Determination of the Wave Function:
We have seen how state vectors and operators are used to perform calculations relevant to the physics of particles. Let's now discuss the logically prior question: how is the state vector determined for a given particle? The answer is the Schrodinger Equation. In its simplest form, the Schrodinger equation looks like
H|S> = E|S>
The operator H is called the "Hamiltonian" of the particle or system, and E is total energy operator. The Hamiltonian operator is simply the sum of the kinetic energy operator (which always has the form we saw above) and the potential energy operator (which can be different depending on the system under study). In this form, the Schrodinger equation doesn't seem like much. All it seems to say is that total energy of a particle is the sum of its kinetic and potential energies. Nothing too surprising or even useful. If we project it into the position basis, however, we get something we can sink our teeth into. It looks like
[-(h_bar2 / 2m) grad2 + V(x,y,z)] S(x,y,z,t) = i h_bar dS(x,y,z,t)/dt
I used V(x,y,z) to denote the potential energy operator, which generally is a function of the operators corresponding to spatial positioning (x,y, and z). The right-hand side shows the position-space representation of the total energy operator (i h_bar d/dt). This is similar to the momentum operator except the differentiation is with respect to time rather than spatial variables. This may look pretty nasty, and it will only get worse when we decide on the form of V(x,y,z) for any given system. However, it has the form of a Partial Differential Equation. The good news is that as insane as it looks, it's something we can solve through standard methods of calculus. And when we do solve it, we obtain the particle's wave function S(x,y,z,t)!

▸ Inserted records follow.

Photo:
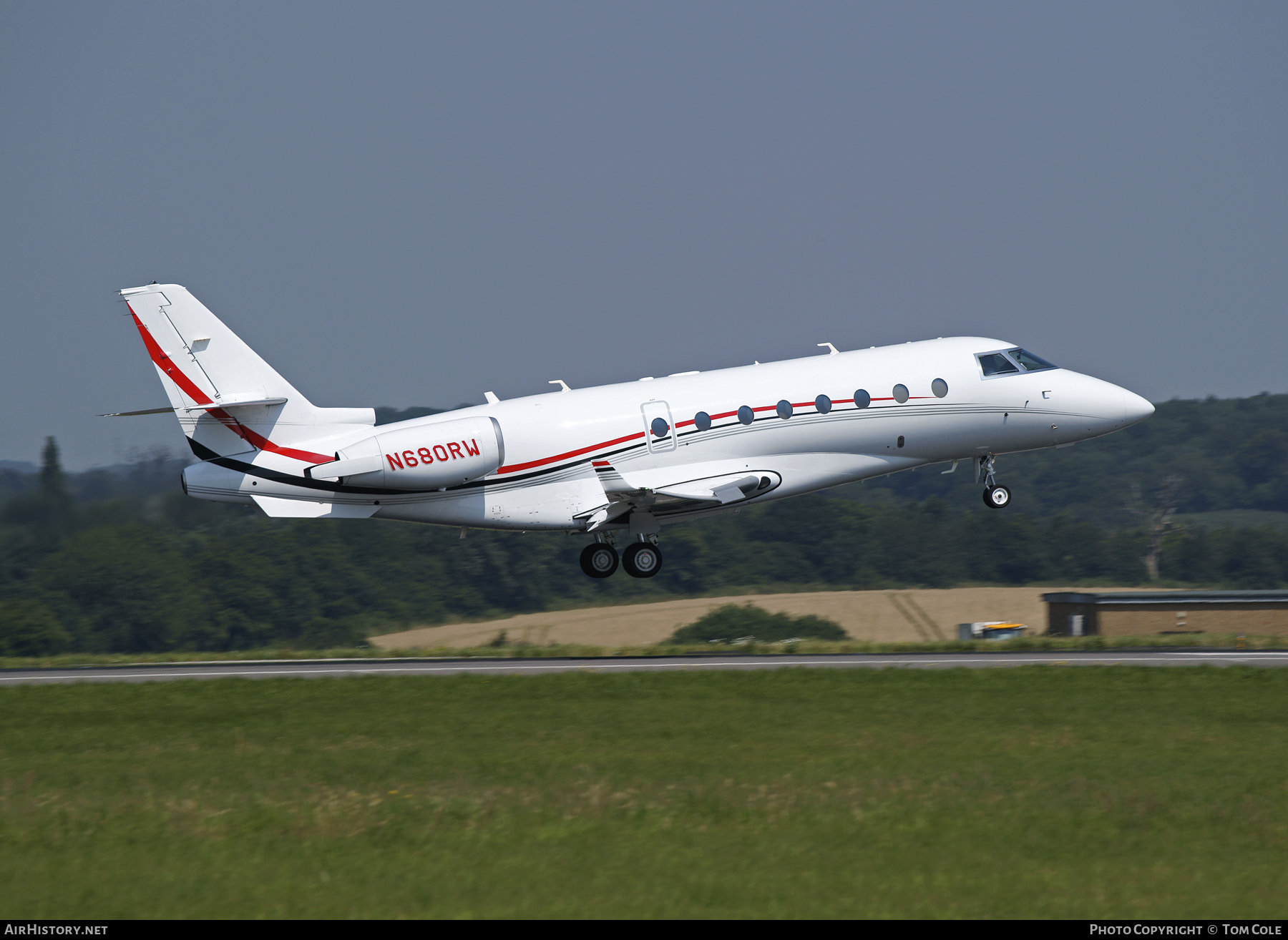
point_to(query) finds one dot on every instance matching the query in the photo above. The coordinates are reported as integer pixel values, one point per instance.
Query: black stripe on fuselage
(713, 433)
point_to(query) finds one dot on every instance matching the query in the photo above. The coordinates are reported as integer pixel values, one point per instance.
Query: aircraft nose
(1135, 408)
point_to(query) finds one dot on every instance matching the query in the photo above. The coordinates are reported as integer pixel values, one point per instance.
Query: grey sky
(414, 204)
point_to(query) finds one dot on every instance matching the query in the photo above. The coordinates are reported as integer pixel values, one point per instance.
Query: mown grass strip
(1027, 792)
(567, 650)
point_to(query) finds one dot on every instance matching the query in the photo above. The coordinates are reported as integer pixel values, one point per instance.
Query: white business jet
(616, 460)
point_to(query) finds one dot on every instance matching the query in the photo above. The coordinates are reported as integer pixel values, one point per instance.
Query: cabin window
(1030, 362)
(996, 363)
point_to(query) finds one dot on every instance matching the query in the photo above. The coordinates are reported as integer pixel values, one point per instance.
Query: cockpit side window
(996, 363)
(1032, 363)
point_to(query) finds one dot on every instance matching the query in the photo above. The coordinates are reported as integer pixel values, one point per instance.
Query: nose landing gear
(996, 496)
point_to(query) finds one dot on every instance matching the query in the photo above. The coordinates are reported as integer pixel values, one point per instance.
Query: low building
(1135, 613)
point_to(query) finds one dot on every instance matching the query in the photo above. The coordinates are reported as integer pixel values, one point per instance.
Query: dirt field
(879, 616)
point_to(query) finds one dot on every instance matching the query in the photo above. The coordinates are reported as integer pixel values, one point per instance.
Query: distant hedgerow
(733, 622)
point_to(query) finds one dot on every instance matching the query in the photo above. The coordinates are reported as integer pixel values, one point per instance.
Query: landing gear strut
(996, 496)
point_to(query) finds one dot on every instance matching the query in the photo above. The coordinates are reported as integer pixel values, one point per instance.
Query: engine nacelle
(428, 456)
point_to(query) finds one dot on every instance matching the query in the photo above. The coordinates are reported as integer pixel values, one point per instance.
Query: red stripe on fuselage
(580, 451)
(167, 365)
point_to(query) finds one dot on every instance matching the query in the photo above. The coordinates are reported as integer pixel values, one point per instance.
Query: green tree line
(122, 562)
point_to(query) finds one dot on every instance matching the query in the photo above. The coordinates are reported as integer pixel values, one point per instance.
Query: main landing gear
(996, 496)
(642, 559)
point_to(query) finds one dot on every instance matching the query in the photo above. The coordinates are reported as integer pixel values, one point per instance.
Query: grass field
(1023, 792)
(560, 650)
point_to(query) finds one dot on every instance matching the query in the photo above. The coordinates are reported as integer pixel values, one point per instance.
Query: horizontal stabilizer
(232, 402)
(236, 402)
(307, 509)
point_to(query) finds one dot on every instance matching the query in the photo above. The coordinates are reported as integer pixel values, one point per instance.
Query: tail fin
(225, 397)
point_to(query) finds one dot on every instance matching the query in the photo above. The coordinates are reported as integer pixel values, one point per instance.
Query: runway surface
(317, 669)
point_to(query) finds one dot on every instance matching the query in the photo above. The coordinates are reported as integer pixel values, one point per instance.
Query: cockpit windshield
(1032, 363)
(996, 363)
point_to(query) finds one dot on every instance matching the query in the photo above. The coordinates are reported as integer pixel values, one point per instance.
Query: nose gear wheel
(997, 497)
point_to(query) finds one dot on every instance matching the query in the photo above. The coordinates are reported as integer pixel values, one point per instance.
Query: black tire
(642, 560)
(997, 497)
(599, 559)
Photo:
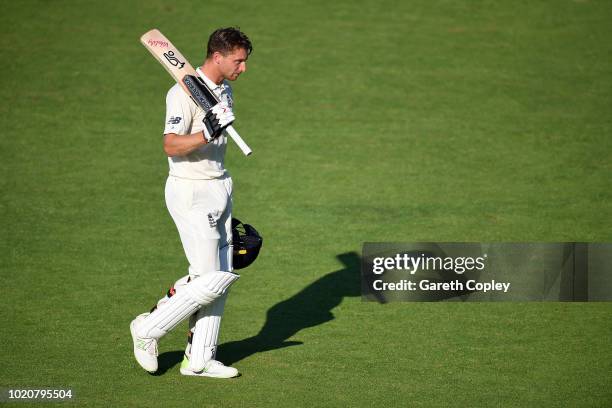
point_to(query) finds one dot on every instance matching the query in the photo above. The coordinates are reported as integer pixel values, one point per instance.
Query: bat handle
(241, 143)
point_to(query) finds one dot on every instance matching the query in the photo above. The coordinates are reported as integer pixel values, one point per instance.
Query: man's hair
(226, 40)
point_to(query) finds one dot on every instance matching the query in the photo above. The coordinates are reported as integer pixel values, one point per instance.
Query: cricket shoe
(145, 349)
(212, 368)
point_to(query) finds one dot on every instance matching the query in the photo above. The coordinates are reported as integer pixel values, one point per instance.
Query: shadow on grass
(168, 360)
(310, 307)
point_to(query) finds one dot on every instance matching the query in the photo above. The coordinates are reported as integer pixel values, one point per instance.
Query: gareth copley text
(427, 263)
(426, 285)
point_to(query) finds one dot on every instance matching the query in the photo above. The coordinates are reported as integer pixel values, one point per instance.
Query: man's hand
(217, 119)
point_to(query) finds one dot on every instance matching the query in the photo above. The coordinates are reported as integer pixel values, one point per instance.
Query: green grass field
(369, 121)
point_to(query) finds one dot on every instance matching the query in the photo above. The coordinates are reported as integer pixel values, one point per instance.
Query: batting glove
(217, 119)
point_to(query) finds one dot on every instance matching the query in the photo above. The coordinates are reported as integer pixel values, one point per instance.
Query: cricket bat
(183, 73)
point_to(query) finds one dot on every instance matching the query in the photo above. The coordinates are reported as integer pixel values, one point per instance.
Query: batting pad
(205, 334)
(199, 292)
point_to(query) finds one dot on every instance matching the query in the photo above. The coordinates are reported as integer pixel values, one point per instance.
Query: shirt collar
(210, 83)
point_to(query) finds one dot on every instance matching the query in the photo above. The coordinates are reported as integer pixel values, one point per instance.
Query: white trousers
(202, 212)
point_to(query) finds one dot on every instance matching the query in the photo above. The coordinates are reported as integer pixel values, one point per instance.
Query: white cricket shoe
(212, 368)
(145, 349)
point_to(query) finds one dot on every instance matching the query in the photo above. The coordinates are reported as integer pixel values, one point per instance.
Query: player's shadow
(310, 307)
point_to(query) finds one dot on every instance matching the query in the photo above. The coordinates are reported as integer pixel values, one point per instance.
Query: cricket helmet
(247, 243)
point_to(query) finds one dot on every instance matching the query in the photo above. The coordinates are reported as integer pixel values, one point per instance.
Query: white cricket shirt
(184, 117)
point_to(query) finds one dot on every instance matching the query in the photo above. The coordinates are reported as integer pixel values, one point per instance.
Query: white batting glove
(217, 119)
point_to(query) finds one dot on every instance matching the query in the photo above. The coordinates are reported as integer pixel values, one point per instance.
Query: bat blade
(167, 54)
(178, 67)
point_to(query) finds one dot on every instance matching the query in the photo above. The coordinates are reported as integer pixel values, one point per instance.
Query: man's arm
(181, 145)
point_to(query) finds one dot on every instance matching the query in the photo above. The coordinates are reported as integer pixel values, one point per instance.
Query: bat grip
(238, 140)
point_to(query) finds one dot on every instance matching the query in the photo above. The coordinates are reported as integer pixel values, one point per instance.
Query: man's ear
(217, 57)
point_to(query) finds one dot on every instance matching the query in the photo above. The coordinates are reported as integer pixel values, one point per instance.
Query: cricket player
(199, 199)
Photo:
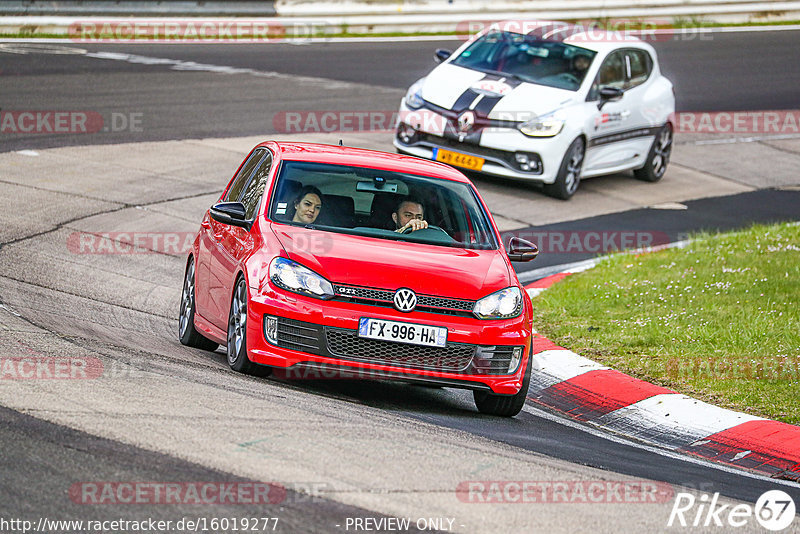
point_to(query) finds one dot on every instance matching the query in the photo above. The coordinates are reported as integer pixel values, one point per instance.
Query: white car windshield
(528, 58)
(374, 203)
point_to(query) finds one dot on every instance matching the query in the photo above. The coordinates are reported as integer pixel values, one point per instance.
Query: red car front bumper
(327, 318)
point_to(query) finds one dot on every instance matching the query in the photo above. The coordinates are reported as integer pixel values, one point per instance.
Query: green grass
(719, 320)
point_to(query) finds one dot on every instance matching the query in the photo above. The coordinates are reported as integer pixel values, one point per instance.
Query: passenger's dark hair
(300, 194)
(408, 198)
(304, 191)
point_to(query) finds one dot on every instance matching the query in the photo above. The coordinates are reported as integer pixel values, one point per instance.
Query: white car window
(640, 66)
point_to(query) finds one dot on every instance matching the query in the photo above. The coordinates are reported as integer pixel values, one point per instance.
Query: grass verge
(718, 320)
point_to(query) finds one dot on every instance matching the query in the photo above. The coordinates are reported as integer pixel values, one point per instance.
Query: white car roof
(598, 40)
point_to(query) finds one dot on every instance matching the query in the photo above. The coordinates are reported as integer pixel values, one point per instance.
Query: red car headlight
(292, 276)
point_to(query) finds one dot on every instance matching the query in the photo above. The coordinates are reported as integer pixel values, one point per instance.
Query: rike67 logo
(774, 510)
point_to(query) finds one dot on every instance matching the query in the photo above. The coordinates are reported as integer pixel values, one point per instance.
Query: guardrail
(36, 17)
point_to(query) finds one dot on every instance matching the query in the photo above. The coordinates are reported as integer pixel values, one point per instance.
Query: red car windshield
(376, 203)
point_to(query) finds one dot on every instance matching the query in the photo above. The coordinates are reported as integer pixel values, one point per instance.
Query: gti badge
(405, 300)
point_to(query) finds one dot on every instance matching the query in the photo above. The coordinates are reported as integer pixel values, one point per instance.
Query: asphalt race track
(158, 412)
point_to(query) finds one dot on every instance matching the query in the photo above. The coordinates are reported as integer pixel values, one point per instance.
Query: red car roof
(360, 157)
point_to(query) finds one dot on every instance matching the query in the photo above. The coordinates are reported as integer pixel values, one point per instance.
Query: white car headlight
(413, 96)
(542, 126)
(292, 276)
(502, 304)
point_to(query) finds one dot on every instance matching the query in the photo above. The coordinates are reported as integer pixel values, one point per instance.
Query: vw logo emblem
(466, 121)
(405, 300)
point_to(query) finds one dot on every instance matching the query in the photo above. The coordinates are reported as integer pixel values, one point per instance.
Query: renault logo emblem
(405, 300)
(466, 121)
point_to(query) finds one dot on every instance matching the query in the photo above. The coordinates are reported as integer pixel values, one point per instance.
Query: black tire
(658, 158)
(237, 334)
(187, 333)
(504, 405)
(569, 173)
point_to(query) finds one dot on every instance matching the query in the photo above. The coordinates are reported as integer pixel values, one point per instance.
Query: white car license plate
(415, 334)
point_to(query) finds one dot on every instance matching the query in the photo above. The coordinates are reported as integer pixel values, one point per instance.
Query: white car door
(614, 135)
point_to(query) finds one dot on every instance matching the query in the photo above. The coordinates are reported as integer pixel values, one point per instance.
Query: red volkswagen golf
(380, 265)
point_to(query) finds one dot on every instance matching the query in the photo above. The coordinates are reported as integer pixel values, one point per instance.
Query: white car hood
(446, 83)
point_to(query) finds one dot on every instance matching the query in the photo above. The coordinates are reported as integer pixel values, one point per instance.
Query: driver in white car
(580, 64)
(409, 214)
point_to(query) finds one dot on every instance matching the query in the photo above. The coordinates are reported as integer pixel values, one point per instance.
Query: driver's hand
(414, 224)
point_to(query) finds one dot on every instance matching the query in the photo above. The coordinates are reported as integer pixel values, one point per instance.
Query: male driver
(408, 214)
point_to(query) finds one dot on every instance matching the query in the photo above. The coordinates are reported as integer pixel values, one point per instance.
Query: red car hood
(386, 264)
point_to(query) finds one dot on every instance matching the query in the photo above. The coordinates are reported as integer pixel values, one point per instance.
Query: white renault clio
(543, 101)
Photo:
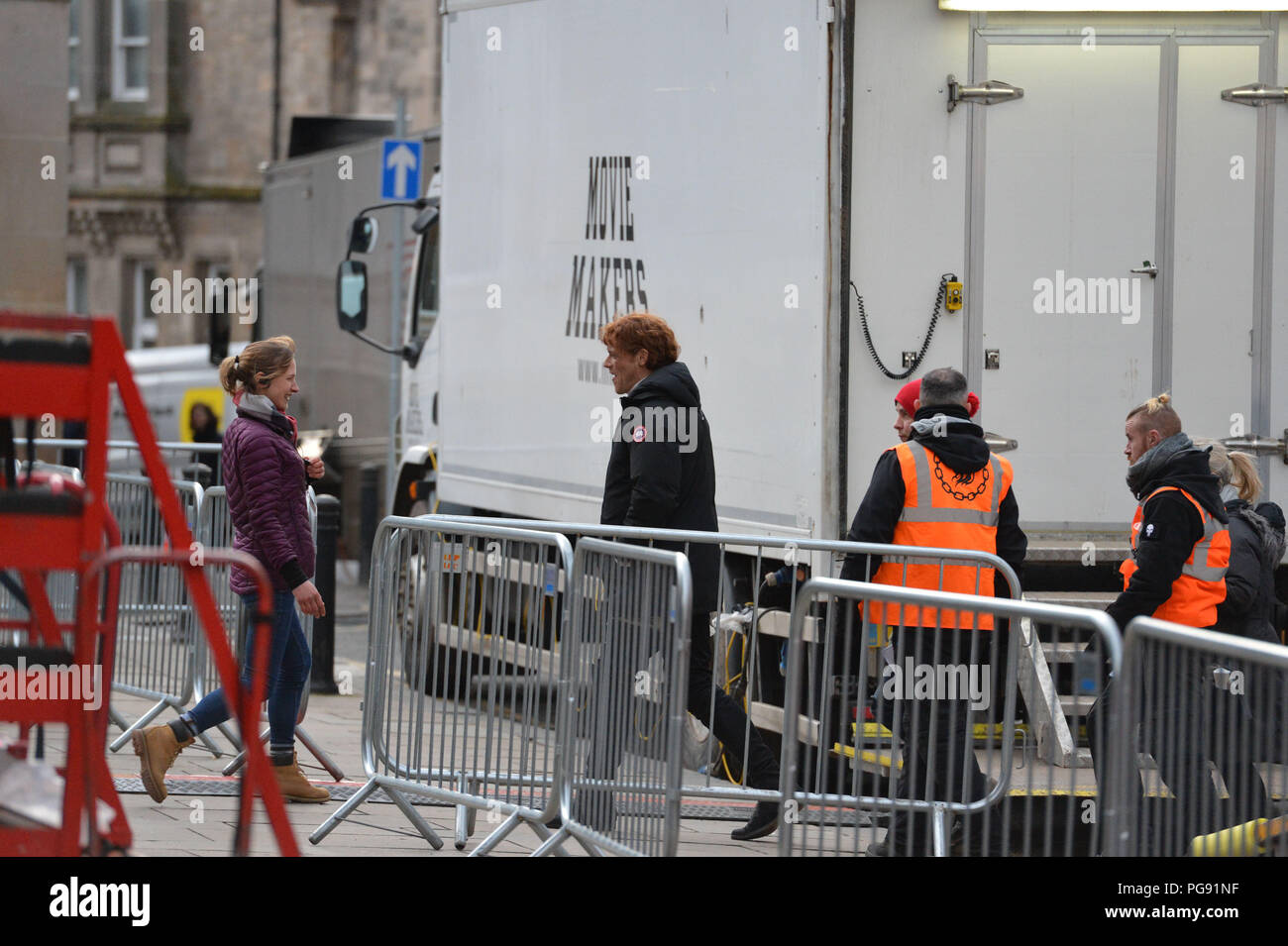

Of course, what we wanted was |S>, the quantum state vector. Instead we got the wave function S(x,y,z,t), i.e. the projection of |S> onto the position basis in Hilbert space. Fortunately, this is good enough. For once the wave function is known, we can use other mathematical transformations to determine other representations within Hilbert space if we need them. For example, we can use the Fourier Transform to go from the position-space to the momentum-space. And other representations are also possible and easily accessible should we require them. All possible representations in Hilbert space are equally valid expressions of |S>. No particular representation is objectively better or truer, as they all contain a complete description of the state in the terms of their corresponding basis.
This is getting really long, and I'm only like halfway through what I wanted to say on the topic. I gotta run for now, but I'll try to sit down and crank out the rest later today. If this seems really dry, technical, and abstract, I'm sorry. I'm getting to the point where I can describe some of the really amazing consequences of the theory, so please bear with me.